On 21 December, 2015, at the Richard Nixon Library in California, Jonathan Aitken delivered a speech entitled ‘A Biographer’s Journey’, comparing the subjects of his two best-selling biographies – Richard Nixon and Margaret Thatcher. Though I habitually attach, for readers that need it, an explanatory hyperlink to the name of the speaker and key people mentioned, I believe that at least two of them require no introduction, and anyway if you watch this video you will come to learn more about all of them than a link can offer. But if you insist –
As I habitually also, as a courtesy to the author, include links to books that are mentioned let us attend to them now. All these are authored by Jonathan Aitken.
- Pride and Perjury – an autobiography
- Porridge and Passion – an autobiography
- Nixon: A Life
- Margaret Thatcher
- Charles W. Colson: A Life Redeemed
Frank Gannon, aide to President Nixon, delivers the introduction and apologises that – unlike Nixon and Thatcher – he cannot speak without notes. Was this a specific appeal for me to teach him? Alas no.

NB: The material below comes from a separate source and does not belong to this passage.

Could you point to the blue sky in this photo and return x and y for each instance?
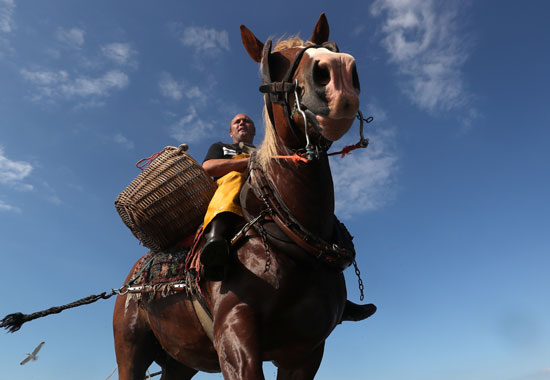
(449, 206)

That apology notwithstanding he proceeds to shoot most of it very capably from the hip. It’s a truly excellent introduction, affectionately delivered, replete with personal memories and fulsomely advertising all but one of the books listed above. I have heard few introductions that lasted as long as nine and a half minutes and none that so deserved to.
It has been said that punctuality is the politeness of princes. Aitken begins his lecture at 9:30, and passes to Q&A exactly 40 minutes later at 49:30. That sort of precision is super-professional and very rare.

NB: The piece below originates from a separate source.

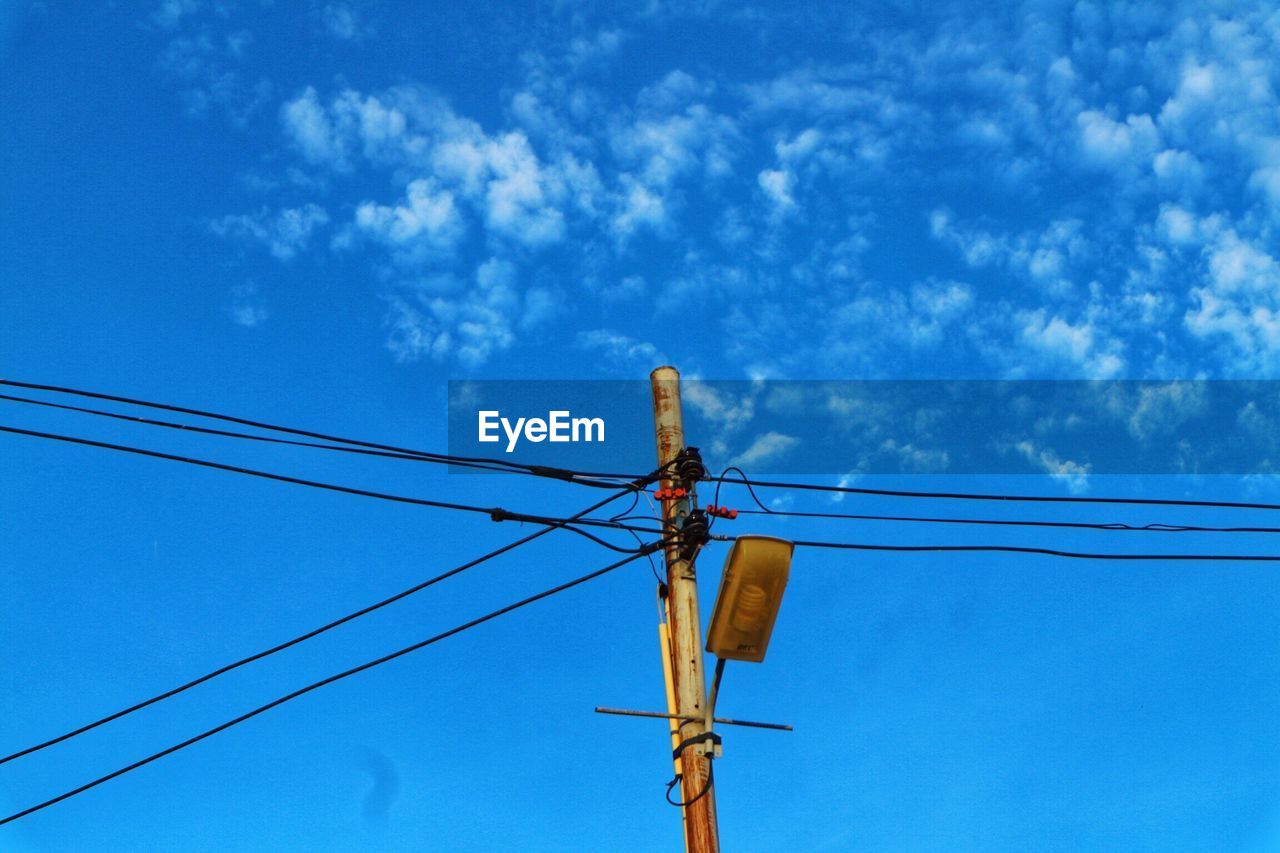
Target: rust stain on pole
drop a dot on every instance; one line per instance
(684, 624)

And now I am slightly at a loss for words. This is just such a beautifully constructed and delivered lecture that I shy away from cheapening it with comment. Yes I know he regrettably has notes. Sadly the word ‘lecture’ strictly means a reading, and there are here a few occasions that I feel the reading makes the delivery a little pedestrian, but when his face comes up and he addresses us spontaneously it eclipses those brief shortcomings.
He’s a very fine speaker, and what he has given himself to say is fascinating throughout. I concede that I may bear an advantage in being old enough to have lived through the period in question, but of the many hundreds of speeches I have sampled for this blog (perhaps three times as many as have been actually reviewed) I think this the most enjoyable. I urge you to watch it.